We compared the algorithms developed with the original algorithms GRSA0, GRSA1, GRSAE, and GRSA2; we used a data set of 45 instances for this comparison. We showed that the hybrid algorithms produced with the GRSA-SSP methodology outperform the original ones. For this comparison, we used the metrics Energy, RMSD, TM-score, and execution time. We observed that the best of all these algorithms is GRSA2-SSP formulated with the proposed methodology.
We made a second evaluation comparing the GRSA2-SSP algorithm with the best state-of-the-art algorithms (we used the same data set of 45 instances). We selected for this comparison PEP-FOLD3, I-TASSER, QUARK, and Rosetta. We used a data set of forty-five instances divided into three groups, from small to large peptides. The experimentation shows that for groups 1 and 2, GRSA2-SSP performs as well as these algorithms. We observe that for the first group PEP-FOLD3 was the best, followed by GRSA2-SSP, while in the second group, the best algorithm was I-TASSER followed by GRSA2-SSP and PEP-FOLD3. Finally, in the third group, the best algorithm was Rosseta, followed by I-TASSER. Additionally, we present an analysis of GRSA2-SSP results for each type of secondary structure, obtaining a better behavior with alpha structures.
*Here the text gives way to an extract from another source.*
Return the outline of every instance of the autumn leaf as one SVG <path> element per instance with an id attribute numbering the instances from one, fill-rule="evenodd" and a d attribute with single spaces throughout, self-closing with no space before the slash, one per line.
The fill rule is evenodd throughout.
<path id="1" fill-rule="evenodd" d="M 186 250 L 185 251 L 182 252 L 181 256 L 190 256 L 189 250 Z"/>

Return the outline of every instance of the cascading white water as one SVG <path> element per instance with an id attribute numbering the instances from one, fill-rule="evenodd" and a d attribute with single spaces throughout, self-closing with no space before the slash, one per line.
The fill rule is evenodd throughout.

Furthermore, we assessed GRSA2-SSP with a second data set of six instances named mini proteins. The GRSA2-SSP results were compared with PEP-FOLD3, I-TASSER, QUARK, and Rosetta. The best algorithms in this data set were Rosetta, I-TASSER, and GRSA2-SSP because the number of times the best TM-score and GDT-TS were 3, 2, and 1, respectively. However, each of the three achieved two times the first place when RMSD was evaluated. As a result, the best of these algorithms for this data set is Rosetta, followed by I-TASSER and GRSA2-SSP.
We conclude that GRSAX-SSP algorithms enhance the original GRSA algorithms. The best of them is GRSA2-SSP which achieves very good results, surpassing the best state-of-art for peptides up to thirty amino acids. Finally, we note that the main advantage of our methodology is that it is simpler than the most powerful approaches of the literature.